I am a writer. And I was lost for words.
One question. One question was all it takes to make your mind runs a mile, your mouth runs dry and your heart beats at the speed of light.
I know the answer. I do but the answer came in a rush of feeling not in words.
How do I convey it?
Because the heart knows the answer but the head doesn’t know how to put it into something concrete… like words. The brain is simply uncapable in finding words that can represent the waves of emotions.
I tried. I raked my brain for words. I am after all, a writer. And an avid reader too. There must be something.
But for the first time, words failed and eluded me. There was just nothing.
I can say I love you more than I love myself. But I love myself more and the way you love me makes loving you feels like loving myself.
I can say I love you more than anything in the world.
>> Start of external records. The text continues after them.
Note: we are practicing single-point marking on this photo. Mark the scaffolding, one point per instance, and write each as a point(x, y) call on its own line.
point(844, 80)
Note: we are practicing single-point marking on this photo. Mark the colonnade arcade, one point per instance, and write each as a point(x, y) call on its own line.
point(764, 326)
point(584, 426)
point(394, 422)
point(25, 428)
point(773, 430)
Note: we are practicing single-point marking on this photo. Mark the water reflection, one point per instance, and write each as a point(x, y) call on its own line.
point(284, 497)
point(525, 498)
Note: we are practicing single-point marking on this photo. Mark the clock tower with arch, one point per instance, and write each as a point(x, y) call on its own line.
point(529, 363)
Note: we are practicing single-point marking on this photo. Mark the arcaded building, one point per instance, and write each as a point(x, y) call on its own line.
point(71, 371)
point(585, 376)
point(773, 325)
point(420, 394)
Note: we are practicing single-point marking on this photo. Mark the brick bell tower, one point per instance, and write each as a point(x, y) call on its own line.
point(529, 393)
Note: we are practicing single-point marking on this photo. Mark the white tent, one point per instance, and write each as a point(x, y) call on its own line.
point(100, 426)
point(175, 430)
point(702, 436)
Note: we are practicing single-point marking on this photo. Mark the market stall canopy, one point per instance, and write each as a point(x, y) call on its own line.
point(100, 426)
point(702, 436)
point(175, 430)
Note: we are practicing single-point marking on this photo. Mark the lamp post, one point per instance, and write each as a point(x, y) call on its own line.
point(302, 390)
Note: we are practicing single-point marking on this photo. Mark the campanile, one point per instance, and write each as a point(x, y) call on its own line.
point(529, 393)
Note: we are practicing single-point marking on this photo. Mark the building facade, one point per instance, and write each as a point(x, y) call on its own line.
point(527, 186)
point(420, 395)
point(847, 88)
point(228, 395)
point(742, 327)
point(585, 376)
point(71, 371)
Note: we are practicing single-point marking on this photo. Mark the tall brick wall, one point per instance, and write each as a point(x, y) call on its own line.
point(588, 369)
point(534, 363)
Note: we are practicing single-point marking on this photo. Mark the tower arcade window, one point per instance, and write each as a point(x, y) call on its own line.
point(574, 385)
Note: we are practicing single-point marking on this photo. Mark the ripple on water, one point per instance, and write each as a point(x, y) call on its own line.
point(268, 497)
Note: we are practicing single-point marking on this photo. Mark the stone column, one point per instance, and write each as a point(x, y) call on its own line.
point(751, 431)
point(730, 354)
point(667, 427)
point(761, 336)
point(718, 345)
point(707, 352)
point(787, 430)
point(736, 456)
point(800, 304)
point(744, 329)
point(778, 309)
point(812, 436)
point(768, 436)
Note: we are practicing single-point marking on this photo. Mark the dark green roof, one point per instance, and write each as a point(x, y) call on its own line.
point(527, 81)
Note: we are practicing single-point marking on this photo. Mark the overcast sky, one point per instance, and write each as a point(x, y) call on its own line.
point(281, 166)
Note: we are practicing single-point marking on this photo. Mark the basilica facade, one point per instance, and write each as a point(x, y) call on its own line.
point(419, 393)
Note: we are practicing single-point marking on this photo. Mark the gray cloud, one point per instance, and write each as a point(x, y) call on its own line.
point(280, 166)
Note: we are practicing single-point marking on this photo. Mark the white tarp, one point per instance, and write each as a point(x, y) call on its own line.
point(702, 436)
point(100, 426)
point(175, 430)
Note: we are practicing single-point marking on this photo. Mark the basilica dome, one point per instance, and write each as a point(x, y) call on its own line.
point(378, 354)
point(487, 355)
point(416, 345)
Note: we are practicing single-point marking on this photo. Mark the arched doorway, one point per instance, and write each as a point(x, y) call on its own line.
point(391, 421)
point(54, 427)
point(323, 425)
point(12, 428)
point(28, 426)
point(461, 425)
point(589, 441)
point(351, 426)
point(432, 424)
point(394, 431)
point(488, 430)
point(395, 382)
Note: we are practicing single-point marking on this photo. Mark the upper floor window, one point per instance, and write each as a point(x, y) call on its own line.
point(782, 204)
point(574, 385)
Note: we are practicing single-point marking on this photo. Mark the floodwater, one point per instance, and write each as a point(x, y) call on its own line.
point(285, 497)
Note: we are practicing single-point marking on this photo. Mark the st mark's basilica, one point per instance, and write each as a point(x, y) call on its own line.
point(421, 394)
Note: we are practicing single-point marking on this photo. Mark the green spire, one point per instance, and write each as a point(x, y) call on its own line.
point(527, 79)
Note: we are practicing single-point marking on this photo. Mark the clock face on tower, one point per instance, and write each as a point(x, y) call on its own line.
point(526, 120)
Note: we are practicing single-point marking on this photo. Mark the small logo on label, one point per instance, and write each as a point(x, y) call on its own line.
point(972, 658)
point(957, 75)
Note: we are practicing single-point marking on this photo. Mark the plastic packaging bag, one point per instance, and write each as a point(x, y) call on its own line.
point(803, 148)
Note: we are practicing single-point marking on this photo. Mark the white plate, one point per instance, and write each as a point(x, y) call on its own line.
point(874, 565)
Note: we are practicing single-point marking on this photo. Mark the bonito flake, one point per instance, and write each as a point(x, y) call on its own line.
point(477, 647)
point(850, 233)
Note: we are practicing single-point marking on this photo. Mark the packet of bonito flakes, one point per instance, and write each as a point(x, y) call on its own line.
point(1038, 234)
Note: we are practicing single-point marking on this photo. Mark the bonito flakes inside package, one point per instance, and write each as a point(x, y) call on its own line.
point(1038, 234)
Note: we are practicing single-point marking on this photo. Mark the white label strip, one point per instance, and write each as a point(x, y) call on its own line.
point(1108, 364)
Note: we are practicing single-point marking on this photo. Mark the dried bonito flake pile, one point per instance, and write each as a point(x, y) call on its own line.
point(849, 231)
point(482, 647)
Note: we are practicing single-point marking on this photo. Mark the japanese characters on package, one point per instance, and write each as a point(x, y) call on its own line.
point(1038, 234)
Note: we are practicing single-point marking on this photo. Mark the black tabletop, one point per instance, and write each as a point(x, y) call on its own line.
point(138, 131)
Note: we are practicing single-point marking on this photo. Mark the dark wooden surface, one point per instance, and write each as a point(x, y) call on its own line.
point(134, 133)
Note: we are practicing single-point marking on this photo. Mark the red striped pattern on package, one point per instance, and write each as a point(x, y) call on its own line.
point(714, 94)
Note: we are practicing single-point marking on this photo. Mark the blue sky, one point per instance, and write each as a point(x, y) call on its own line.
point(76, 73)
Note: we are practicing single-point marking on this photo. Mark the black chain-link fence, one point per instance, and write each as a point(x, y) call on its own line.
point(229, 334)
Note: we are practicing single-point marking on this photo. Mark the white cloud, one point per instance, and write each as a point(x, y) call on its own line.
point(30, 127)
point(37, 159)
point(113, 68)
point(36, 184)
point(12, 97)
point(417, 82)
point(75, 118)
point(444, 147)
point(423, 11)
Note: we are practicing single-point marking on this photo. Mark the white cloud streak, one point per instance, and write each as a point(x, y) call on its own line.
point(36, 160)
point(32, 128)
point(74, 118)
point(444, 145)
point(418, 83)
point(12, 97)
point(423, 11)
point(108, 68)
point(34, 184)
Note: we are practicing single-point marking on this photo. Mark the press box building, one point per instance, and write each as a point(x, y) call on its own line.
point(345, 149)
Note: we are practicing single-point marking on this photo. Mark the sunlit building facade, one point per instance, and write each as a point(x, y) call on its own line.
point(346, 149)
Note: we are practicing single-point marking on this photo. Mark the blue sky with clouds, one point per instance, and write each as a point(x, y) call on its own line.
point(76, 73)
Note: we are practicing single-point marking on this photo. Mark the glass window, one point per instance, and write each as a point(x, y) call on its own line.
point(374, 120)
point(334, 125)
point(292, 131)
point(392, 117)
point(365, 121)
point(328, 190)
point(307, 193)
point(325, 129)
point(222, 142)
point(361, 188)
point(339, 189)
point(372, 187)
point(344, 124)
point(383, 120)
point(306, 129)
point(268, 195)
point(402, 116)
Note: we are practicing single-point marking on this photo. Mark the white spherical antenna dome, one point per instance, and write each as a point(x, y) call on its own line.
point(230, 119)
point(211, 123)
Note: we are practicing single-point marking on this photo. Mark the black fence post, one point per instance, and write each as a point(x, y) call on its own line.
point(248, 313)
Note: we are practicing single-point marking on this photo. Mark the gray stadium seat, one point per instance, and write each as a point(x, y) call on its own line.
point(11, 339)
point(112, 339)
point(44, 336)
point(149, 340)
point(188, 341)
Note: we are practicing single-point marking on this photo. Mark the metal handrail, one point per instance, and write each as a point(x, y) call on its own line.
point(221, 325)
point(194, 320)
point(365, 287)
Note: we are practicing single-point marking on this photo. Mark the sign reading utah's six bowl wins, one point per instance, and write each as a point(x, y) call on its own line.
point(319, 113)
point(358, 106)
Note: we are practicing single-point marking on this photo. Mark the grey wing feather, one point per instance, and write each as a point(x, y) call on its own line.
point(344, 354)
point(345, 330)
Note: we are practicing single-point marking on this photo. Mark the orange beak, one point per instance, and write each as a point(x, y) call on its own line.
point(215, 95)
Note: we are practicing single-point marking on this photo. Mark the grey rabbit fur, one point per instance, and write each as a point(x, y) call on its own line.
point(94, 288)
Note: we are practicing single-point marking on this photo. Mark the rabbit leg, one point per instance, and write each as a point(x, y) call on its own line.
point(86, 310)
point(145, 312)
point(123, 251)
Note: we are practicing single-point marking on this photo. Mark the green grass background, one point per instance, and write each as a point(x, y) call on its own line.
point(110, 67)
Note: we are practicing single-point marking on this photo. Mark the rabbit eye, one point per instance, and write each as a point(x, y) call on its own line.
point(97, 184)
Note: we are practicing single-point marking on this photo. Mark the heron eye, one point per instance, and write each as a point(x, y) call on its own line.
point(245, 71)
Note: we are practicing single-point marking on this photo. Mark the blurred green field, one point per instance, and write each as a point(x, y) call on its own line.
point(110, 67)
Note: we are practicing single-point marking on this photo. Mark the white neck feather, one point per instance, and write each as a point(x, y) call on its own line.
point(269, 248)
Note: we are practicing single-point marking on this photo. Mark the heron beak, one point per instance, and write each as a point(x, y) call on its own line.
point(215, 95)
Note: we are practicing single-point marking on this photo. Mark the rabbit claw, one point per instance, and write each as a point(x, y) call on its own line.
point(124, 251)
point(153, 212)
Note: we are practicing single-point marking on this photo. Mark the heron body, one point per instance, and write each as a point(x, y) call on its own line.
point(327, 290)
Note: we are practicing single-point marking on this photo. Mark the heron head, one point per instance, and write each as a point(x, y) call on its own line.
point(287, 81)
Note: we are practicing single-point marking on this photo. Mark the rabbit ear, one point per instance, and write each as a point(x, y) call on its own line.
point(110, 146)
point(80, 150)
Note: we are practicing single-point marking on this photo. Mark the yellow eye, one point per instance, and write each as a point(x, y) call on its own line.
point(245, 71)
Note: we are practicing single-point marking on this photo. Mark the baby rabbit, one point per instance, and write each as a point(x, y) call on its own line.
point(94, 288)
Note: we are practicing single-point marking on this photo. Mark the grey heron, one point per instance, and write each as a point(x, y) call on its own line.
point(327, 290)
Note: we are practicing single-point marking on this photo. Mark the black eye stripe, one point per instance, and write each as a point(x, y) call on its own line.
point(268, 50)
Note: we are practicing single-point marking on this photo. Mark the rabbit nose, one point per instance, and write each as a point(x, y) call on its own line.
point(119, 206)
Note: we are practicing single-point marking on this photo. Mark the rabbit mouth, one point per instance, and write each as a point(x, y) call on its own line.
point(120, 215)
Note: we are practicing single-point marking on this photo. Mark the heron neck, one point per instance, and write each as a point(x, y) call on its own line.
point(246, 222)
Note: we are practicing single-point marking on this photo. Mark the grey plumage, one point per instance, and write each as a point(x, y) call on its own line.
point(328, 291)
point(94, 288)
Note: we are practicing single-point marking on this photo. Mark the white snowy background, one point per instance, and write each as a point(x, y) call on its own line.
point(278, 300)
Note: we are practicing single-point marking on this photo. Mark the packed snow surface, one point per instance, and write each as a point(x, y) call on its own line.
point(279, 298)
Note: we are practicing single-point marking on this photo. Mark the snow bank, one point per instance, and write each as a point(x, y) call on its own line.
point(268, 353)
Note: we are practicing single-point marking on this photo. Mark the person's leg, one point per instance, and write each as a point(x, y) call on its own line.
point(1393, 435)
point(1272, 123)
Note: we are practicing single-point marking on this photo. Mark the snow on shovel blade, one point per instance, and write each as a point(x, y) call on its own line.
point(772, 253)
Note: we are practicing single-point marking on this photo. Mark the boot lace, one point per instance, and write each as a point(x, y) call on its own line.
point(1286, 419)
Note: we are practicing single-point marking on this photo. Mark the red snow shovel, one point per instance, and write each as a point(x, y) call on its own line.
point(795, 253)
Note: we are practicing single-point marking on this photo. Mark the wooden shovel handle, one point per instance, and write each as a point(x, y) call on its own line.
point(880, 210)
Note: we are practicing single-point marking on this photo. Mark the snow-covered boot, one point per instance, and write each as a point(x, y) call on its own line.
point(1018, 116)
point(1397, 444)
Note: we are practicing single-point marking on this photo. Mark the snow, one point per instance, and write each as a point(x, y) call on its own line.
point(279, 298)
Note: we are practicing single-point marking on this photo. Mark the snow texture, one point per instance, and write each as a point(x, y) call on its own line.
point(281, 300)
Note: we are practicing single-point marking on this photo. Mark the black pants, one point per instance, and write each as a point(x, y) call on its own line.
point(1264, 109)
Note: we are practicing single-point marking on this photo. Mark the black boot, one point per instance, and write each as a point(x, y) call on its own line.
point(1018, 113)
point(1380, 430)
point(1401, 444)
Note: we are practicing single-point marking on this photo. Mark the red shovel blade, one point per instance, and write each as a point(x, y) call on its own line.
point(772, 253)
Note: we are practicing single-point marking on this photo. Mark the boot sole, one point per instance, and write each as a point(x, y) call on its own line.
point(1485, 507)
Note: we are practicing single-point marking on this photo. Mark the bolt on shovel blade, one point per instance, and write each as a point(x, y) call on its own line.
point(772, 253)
But I can’t compare you with things and I have yet to see the whole world so anything in the world wouldn’t have encompass much.
I suppose I can say I love you more than life. Because that’s the most precious thing I have and I would have given it away for you without a second thought.
But how do I measure it?
This love I have for you…
It’s beyond words. It’s larger than life and it transcends space and time.
How does one measure something unmeasureable?
Perhaps one day I would be able to put it in words. Perhaps, the answer will simply come to you. Perhaps, one day I can make you see the extent of my love.
I wish I can give you an answer. Right here right now. But I can’t, just yet. So until then…
A smile, a kiss, a hug, would have to do.